27 Aug 2015 / 20:17 H.

    PETALING JAYA: Brahim's Holdings Bhd made a net loss of RM6.81 million in the second quarter ended June 30, 2015 (Q2) compared with a net profit of RM1.56 million a year ago mainly due to continued concessions given to Malaysia Airlines Bhd (MAS) under the settlement agreement dated Feb 26, 2015.
    Revenue for the quarter fell 27.34% to RM67.09 million from RM92.34 million a year ago, it said in a filing with Bursa Malaysia earlier.
    During the quarter, its in-flight catering and related services saw a segmental loss from operations of RM4.98 million compared with a profit of RM10.42 million a year ago while revenue fell 28.11% to RM64.39 million from RM89.57 million a year ago.
    "The lower revenue resulted in an operating loss arising from price suppression implemented by MAS under its Recovery Plan as well as the concessions agreed with MAS under the Settlement Agreement," it said.
    In the food and beverage (F&B) segment, losses narrowed to RM201,000 from RM438,000 a year ago largely due to the positive outcome arising from the implementation of a turnaround plan for this segment.
    However, revenue for the segment fell 23.75% to RM597,000 in Q2 from RM783,000 a year ago due to reduced consumer spending on F&B across the board, as a result of the Goods and Services Tax (GST) implementation.
    Meanwhile, the logistics and related services segment saw a 17.42% rise in profit to RM364,000 in Q2 from RM310,000 a year ago while revenue fell 2.6% to RM1.87 million from RM1.92 million a year ago.
    Brahim's said the segment's revenue contribution remains on track and warehouse occupancy rate continues to remain stable.
    For the six months ended June 30, 2015, it reported a net loss of RM3.97 million compared with a net profit of RM5.72 million a year ago while revenue fell 17.31% to RM152.81 million from RM184.81 million a year ago.
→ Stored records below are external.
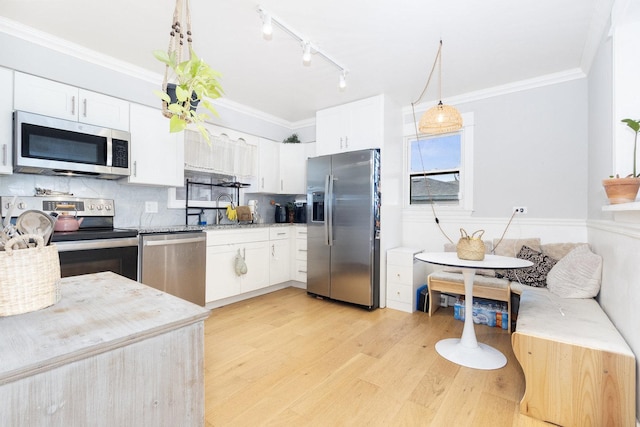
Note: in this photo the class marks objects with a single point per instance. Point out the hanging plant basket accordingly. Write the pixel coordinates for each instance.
(187, 83)
(171, 91)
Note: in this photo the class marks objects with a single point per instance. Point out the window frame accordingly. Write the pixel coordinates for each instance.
(465, 202)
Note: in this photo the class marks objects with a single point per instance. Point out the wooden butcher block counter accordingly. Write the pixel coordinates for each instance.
(112, 352)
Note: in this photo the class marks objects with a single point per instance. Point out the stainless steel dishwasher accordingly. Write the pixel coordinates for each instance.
(175, 263)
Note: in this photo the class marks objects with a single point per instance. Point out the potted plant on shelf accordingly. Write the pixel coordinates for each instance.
(625, 190)
(195, 83)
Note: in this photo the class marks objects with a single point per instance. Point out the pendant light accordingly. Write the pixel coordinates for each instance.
(440, 118)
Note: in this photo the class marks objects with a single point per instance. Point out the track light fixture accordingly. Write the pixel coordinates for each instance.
(269, 21)
(306, 56)
(342, 84)
(267, 27)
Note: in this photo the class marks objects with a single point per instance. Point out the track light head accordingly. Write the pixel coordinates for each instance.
(342, 83)
(306, 55)
(267, 27)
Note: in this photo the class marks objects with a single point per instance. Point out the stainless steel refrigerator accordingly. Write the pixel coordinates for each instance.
(343, 226)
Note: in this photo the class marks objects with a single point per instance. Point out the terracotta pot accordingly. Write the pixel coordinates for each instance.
(621, 190)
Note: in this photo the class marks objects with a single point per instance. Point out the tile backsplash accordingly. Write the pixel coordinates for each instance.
(129, 200)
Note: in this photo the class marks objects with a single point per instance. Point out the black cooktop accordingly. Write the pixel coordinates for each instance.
(93, 234)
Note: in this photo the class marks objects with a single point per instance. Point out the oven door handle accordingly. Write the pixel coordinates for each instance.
(171, 242)
(83, 245)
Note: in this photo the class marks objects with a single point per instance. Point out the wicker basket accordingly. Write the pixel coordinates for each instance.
(29, 278)
(471, 247)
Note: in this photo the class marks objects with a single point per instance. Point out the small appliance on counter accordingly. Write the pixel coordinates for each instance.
(300, 213)
(281, 214)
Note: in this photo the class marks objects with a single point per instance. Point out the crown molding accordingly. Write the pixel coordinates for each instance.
(523, 85)
(65, 47)
(29, 34)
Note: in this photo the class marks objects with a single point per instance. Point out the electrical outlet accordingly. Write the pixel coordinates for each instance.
(150, 207)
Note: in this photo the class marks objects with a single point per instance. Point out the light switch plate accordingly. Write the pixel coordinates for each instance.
(150, 207)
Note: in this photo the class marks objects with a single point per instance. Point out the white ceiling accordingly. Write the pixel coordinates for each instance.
(388, 46)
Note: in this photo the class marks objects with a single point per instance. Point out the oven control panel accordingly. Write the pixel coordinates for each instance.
(71, 205)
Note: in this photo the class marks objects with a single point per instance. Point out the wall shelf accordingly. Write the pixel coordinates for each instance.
(189, 204)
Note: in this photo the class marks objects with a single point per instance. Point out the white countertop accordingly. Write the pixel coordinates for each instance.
(97, 313)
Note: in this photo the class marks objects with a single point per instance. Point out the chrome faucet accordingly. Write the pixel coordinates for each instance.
(218, 212)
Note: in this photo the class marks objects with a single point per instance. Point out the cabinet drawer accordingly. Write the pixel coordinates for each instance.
(300, 273)
(276, 233)
(301, 232)
(402, 256)
(227, 237)
(301, 248)
(400, 274)
(399, 293)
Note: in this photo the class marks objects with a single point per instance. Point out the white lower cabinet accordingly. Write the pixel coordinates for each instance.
(266, 251)
(222, 248)
(280, 255)
(405, 275)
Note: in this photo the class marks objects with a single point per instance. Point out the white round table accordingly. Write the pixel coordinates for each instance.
(466, 351)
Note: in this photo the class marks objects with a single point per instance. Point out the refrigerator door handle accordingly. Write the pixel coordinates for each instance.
(328, 213)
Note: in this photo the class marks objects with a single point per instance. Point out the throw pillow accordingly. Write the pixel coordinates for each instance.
(511, 247)
(577, 275)
(536, 275)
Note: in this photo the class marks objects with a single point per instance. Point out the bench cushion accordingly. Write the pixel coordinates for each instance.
(544, 315)
(477, 280)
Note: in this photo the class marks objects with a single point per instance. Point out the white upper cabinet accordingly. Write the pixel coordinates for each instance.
(102, 110)
(6, 123)
(293, 168)
(350, 127)
(268, 167)
(49, 98)
(157, 156)
(282, 168)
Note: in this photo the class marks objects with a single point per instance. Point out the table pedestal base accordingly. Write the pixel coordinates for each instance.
(480, 357)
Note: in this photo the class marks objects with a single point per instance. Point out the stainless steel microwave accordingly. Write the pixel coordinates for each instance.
(51, 146)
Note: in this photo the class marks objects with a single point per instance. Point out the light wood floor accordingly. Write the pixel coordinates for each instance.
(287, 359)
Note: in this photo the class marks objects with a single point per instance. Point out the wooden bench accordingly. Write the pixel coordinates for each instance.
(578, 369)
(453, 283)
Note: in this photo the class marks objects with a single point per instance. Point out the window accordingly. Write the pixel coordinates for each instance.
(444, 162)
(434, 169)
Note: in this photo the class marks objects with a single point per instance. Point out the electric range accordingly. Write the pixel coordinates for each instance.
(96, 246)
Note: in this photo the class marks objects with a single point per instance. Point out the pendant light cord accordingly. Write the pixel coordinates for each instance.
(426, 179)
(435, 62)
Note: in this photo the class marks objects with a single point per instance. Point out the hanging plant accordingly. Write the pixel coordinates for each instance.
(194, 82)
(293, 139)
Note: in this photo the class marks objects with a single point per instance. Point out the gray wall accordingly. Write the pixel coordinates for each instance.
(531, 150)
(615, 237)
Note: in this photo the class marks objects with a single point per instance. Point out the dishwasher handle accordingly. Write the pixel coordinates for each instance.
(173, 241)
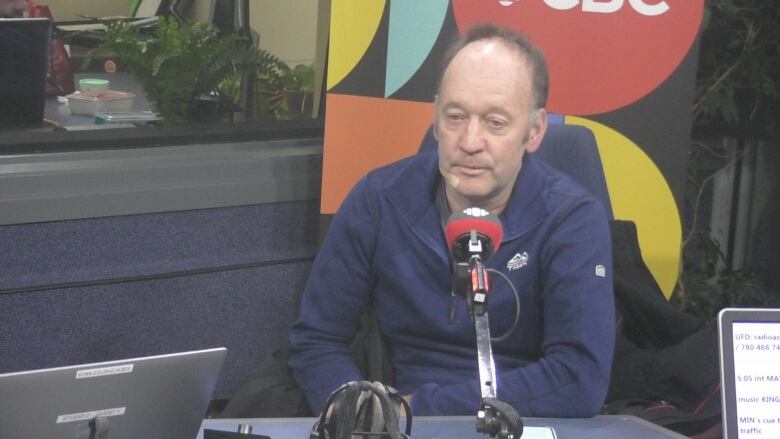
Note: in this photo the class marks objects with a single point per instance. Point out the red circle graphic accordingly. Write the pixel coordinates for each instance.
(603, 54)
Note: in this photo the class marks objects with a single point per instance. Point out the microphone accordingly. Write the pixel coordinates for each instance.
(473, 232)
(473, 235)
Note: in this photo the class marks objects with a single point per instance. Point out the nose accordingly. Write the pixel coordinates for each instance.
(472, 139)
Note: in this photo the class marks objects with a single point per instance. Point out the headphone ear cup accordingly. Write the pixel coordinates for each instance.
(362, 406)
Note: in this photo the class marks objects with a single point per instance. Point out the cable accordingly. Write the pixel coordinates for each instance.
(505, 335)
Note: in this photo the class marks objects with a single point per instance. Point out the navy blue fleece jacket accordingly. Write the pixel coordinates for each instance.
(386, 246)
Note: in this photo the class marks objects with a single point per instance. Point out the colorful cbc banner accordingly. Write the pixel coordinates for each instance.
(623, 68)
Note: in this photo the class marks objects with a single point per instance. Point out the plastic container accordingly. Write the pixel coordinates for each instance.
(108, 101)
(93, 87)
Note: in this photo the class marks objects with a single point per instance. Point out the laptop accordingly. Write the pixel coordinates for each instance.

    For the financial year ending Dec 31, 2015, Brahim's expects the meals volume revenue from MAS to be consistent with the previous period but profit margins from the in-flight catering and related services segment may be affected by the implementation of the new catering agreement effective Sept 1, 2015.
    Revenue from foreign airlines however, are expected to improve due to incoming new airline clients in the third quarter.
    "In the non-in-flight catering business, we are embarking into operating airport lounges commencing with Emirates Lounge and Malindo Lounge. We are also currently looking into operating cafe outlets at private universities and providing hot meals/refreshments on board the KTM Electronic Train System," it said.
    The F&B segment's losses are expected to be narrowed gradually in the coming quarters after the implementation of the turnaround plan while the logistics segment is expected to continue its "stable business trend" in its warehousing services and forwarding business.
    Meanwhile, its subsidiary Dewina Host Sdn Bhd obtained a contract extension for three years until 2018 at Kuala Lumpur International Airport and will continue to operate F&B outlets at the airport. It also expects improvement in revenue from its operations at klia2.